Fourth, long-context capability and Chinese-language knowledge look like important differentiators. A score of 84.4 on Chinese-SimpleQA is already very high, while results such as MRCR 1M and CorpusQA 1M suggest that the million-token context window is not just a specification-sheet headline. For teams working on long-document handling, Chinese QA, or local knowledge workflows, those details may matter more than generic benchmark rankings.

Even here, though, an important caveat remains: this is still an official model-card comparison, and evaluation settings, reasoning budgets, and tool configurations are not necessarily identical across vendors. A more grounded interpretation is not "DeepSeek has already won across the board," but rather that DeepSeek has narrowed the gap between open models and frontier closed models to a point where many teams will take it seriously in evaluation.

What Can Be Stated with Confidence So Far?

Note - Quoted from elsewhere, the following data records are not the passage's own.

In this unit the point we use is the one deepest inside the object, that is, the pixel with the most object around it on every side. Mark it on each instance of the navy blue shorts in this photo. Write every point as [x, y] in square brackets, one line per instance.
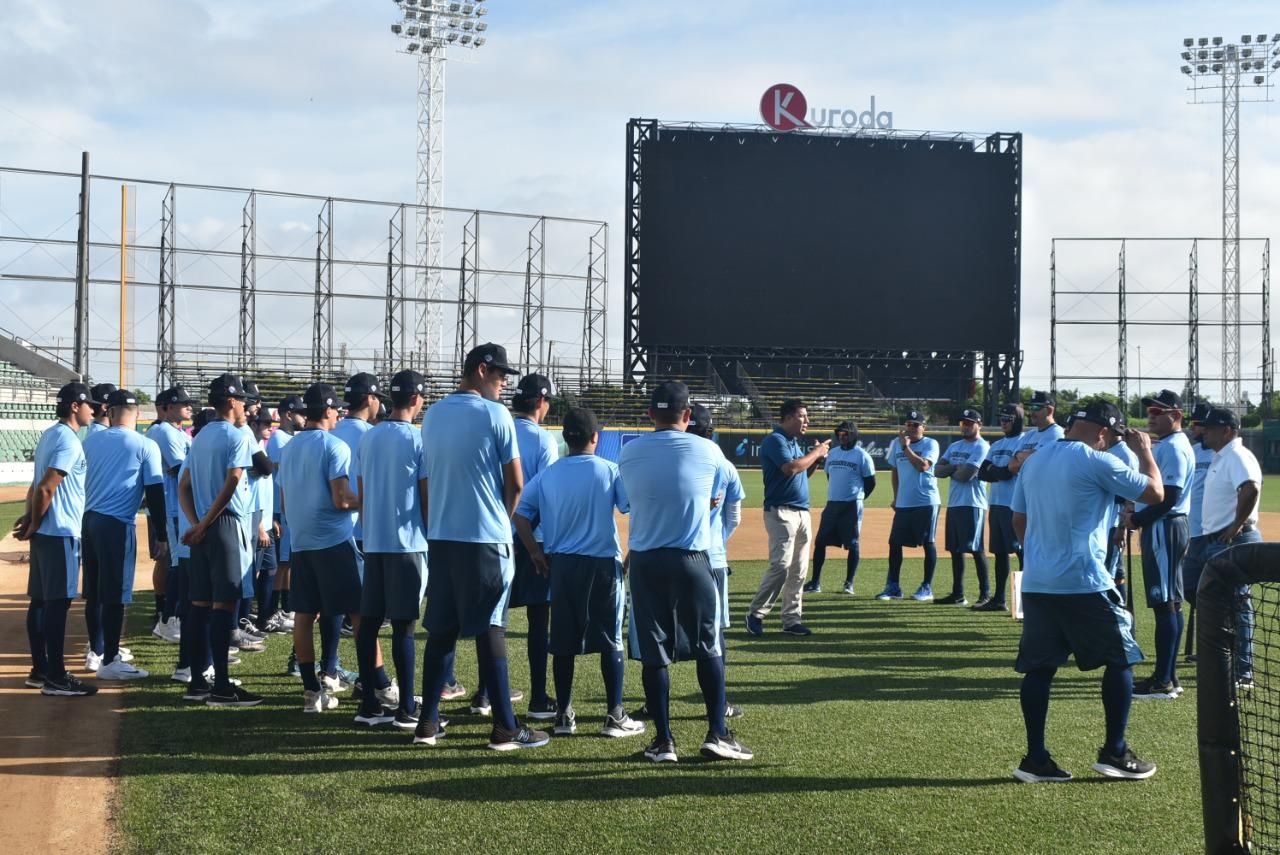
[1093, 627]
[467, 586]
[1004, 539]
[964, 529]
[675, 606]
[586, 608]
[840, 525]
[218, 563]
[54, 567]
[393, 585]
[914, 526]
[529, 586]
[1164, 544]
[327, 581]
[109, 549]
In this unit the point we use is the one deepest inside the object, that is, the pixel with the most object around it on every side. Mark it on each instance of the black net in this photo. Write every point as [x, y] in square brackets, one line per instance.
[1256, 681]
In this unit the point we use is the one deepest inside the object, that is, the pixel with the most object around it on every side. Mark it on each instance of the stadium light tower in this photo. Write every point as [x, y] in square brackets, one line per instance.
[1216, 73]
[426, 30]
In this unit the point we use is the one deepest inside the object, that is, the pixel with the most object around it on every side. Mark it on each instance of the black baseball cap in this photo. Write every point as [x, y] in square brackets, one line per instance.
[494, 356]
[364, 384]
[227, 385]
[670, 396]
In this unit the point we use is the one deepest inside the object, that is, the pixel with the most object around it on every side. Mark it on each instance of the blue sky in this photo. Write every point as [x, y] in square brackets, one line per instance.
[309, 95]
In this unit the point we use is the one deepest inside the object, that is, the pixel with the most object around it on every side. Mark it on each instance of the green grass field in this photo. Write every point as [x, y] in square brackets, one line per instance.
[892, 730]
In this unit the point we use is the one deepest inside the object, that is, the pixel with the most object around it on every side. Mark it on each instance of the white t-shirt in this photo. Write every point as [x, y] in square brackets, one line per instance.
[1230, 469]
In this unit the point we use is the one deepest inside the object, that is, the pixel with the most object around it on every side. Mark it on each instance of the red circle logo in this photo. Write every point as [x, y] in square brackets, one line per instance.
[784, 108]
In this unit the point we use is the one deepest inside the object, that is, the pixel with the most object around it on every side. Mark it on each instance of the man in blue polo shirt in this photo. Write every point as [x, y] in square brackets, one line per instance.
[915, 506]
[787, 522]
[122, 466]
[1070, 606]
[51, 526]
[474, 483]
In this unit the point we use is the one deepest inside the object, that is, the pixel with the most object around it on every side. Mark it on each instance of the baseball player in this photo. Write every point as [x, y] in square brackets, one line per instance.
[670, 478]
[850, 479]
[123, 465]
[967, 506]
[1164, 540]
[915, 506]
[51, 526]
[474, 484]
[575, 499]
[1061, 502]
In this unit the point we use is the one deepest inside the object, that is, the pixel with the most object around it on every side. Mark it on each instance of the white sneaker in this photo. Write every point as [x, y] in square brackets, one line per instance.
[120, 670]
[318, 702]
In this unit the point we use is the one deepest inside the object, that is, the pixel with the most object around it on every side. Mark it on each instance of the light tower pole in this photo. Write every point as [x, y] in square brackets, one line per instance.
[1215, 74]
[426, 30]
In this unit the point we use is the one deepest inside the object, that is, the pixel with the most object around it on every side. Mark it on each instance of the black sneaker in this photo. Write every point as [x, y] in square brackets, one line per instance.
[521, 737]
[1047, 772]
[662, 750]
[725, 748]
[234, 696]
[67, 686]
[1128, 766]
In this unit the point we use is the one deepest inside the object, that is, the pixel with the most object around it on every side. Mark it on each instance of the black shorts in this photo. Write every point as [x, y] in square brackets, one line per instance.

Based on the official materials that are already public, at least a few points are already clear:

  1. DeepSeek V4 is already in a usable state, since the API docs, pricing page, and Hugging Face repositories are all live.
  2. This generation clearly has at least two tiers, Flash and Pro, and both API access and public weights are part of the release.
  3. A 1M context window and thinking mode are core traits of V4, not optional add-ons for just one model.
  4. The older deepseek-chat and deepseek-reasoner naming scheme is on its way out, with the migration path already pointing toward V4.

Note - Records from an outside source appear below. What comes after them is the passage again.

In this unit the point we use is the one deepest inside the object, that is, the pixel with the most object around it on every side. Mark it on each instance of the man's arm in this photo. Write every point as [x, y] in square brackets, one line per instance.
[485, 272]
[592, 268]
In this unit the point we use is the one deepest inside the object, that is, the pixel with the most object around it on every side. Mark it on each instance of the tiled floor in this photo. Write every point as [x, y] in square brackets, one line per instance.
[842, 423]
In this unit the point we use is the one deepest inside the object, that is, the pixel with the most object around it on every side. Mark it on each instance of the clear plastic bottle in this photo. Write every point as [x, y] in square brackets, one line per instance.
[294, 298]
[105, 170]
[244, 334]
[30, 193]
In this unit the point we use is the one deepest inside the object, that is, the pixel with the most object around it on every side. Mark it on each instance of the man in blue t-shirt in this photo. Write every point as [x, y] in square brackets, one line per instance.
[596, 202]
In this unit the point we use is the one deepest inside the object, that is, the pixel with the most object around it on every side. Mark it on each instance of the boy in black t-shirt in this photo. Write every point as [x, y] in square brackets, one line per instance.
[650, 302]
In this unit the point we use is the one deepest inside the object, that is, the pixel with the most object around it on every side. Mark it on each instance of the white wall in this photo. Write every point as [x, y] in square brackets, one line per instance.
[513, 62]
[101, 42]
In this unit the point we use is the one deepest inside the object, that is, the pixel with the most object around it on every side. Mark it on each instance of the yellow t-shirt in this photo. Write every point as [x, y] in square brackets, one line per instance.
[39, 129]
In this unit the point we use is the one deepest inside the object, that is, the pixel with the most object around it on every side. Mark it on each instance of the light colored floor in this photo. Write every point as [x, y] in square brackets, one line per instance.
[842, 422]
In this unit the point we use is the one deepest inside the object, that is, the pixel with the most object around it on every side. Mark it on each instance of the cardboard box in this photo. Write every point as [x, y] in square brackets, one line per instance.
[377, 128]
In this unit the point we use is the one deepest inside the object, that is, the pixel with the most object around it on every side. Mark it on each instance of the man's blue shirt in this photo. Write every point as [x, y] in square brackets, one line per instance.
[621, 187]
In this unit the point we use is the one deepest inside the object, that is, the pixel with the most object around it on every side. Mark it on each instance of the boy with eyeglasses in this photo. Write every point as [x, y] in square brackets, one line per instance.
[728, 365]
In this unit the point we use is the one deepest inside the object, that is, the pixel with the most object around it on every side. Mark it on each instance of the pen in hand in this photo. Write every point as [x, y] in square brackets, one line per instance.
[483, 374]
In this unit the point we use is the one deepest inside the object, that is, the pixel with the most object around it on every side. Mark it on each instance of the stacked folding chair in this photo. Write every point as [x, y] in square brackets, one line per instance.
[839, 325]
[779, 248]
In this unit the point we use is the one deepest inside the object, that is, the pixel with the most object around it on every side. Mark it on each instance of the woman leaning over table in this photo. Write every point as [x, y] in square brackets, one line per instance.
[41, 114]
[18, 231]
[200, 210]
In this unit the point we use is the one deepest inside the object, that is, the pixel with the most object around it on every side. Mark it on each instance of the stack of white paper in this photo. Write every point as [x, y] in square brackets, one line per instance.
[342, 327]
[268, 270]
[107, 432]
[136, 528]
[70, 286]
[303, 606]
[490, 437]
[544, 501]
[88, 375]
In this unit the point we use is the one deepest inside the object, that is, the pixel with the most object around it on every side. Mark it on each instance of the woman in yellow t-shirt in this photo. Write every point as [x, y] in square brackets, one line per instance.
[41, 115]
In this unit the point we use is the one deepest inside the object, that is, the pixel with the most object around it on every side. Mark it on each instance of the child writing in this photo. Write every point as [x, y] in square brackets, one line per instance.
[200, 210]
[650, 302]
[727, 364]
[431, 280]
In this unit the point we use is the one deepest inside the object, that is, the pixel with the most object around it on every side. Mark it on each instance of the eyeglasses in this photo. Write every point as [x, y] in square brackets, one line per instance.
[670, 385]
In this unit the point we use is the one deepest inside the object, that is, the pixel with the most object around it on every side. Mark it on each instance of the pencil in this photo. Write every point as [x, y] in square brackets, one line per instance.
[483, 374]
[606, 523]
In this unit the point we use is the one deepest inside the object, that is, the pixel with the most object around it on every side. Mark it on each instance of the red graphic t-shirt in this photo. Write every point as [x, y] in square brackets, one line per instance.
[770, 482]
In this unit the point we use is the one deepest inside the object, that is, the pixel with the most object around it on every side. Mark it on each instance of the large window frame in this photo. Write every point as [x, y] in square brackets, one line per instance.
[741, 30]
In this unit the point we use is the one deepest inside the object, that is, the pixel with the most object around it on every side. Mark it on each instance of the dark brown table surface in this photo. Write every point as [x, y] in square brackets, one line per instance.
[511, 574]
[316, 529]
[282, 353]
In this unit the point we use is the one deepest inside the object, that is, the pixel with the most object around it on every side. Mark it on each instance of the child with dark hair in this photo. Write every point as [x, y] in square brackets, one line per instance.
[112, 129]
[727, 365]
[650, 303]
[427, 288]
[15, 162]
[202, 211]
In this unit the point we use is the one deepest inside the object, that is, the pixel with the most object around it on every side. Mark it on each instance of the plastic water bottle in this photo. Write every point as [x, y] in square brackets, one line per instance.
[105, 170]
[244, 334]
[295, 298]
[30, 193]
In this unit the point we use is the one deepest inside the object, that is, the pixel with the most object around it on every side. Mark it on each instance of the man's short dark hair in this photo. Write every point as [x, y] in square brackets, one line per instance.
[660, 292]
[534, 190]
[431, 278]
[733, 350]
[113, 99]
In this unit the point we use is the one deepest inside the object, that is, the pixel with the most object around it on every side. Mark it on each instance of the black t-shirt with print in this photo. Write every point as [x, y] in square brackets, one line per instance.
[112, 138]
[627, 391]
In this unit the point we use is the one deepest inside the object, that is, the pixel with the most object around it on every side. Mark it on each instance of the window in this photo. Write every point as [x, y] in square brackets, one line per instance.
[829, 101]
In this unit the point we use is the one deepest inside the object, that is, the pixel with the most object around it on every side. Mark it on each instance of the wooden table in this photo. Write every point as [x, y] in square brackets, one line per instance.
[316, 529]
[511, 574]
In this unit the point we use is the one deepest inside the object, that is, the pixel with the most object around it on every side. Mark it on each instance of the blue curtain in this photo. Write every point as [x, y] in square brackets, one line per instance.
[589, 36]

For anyone tracking the pace of Chinese model releases, the significance of this launch is straightforward: DeepSeek has moved V4 beyond a next-generation codename into a stage where documentation, API access, pricing, and weights are all public at the same time. From here, the next questions are likely to center on real-world quality, third-party deployment support, and what developers report in actual workflows.